Cryptocurrency investment products lost 10% of assets under management last week as institutional investors rushed for the exit during the latest episode of market volatility prompted by the Silvergate and Silicon Valley Bank collapses.
Digital asset investment products registered $255 million in outflows for the week ending March 12, marking the fifth consecutive weekly decline and the largest seven-day drop on record, according to CoinShares. The 10% drop in assets under management, or AUM, retraced all the gains in 2023.
As the largest and most influential crypto asset, Bitcoin (BTC) witnessed a $244-million drawdown. Ether (ETH) products lost $11 million in AUM, while multi-asset funds gained $2.2 million.
Year-to-date flows are now negative for Bitcoin, Ether and multi-asset funds. Although short-Bitcoin products registered minor outflows last week, these assets have seen $49 million in total inflows this year.
Investors were on edge last week after Silvergate Bank, a crypto-friendly financial institution, announced that it would unwind its operations and liquidate all remaining assets. Earlier in the month, Silvergate announced it would delay filing the necessary paperwork with the United States Securities and Exchange Commission, prompting widespread fears about its financial position.

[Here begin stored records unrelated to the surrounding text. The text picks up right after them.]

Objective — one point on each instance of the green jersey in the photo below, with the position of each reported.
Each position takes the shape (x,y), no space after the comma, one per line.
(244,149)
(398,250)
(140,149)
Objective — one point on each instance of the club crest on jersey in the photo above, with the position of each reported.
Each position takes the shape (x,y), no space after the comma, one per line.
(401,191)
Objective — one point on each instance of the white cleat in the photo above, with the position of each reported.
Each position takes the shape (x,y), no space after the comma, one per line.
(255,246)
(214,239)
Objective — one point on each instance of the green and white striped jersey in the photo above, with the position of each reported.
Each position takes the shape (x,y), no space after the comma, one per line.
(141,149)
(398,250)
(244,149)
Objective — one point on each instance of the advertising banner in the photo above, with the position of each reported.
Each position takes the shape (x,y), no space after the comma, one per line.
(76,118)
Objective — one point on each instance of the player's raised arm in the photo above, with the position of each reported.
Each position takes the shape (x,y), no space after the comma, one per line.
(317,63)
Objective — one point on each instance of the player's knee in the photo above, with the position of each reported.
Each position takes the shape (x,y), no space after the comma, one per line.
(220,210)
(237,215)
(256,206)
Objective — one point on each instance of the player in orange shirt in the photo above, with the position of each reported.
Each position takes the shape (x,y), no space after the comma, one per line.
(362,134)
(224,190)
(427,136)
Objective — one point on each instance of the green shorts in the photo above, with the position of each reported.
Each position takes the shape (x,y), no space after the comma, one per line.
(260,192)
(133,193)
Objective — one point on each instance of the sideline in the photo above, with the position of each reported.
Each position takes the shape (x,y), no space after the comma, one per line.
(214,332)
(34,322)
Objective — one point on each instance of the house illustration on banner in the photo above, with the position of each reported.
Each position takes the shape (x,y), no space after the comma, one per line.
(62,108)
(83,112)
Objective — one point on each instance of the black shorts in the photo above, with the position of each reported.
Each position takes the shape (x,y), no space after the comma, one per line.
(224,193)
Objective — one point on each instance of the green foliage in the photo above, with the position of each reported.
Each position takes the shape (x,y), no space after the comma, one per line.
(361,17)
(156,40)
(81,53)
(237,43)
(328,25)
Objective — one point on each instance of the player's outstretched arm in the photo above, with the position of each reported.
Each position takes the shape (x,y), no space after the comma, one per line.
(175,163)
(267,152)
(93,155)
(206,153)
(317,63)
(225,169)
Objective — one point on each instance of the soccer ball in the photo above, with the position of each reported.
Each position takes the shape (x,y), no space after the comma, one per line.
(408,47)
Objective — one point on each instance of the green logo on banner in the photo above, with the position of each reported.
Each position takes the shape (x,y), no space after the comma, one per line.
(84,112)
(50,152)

Like other companies, Silvergate’s problems stemmed from its involvement with the now-failed FTX cryptocurrency exchange.
Related: Crypto Biz: Silvergate shutting down, Alameda suing Grayscale
@federalreserve @USTreasury @FDICgov issue statement on actions to protect the U.S. economy by strengthening public confidence in our banking system, ensuring depositors' savings remain safe: https://t.co/YISeTdFPrO— Federal Reserve (@federalreserve) March 12, 2023
Adding to last week’s chaos was the sudden closure of Silicon Valley Bank (SVB), a financial institution with deep ties to crypto-focused venture capital funds. Although the bank was allowed to fail, the Federal Reserve, U.S. Treasury and Federal Deposit Insurance Corporation confirmed over the weekend they would guarantee all SVB deposits.
Yes, the FDIC bailed out Bitcoin.— Nassim Nicholas Taleb (@nntaleb) March 13, 2023
The resolution to the SVB collapse seems to have shored up confidence in the crypto sector, leading to broad market rallies for Bitcoin and other crypto assets. Bitcoin’s price reached as high as $24,639 on March 13 after falling below $20,000 last week, according to data from Cointelegraph Markets Pro.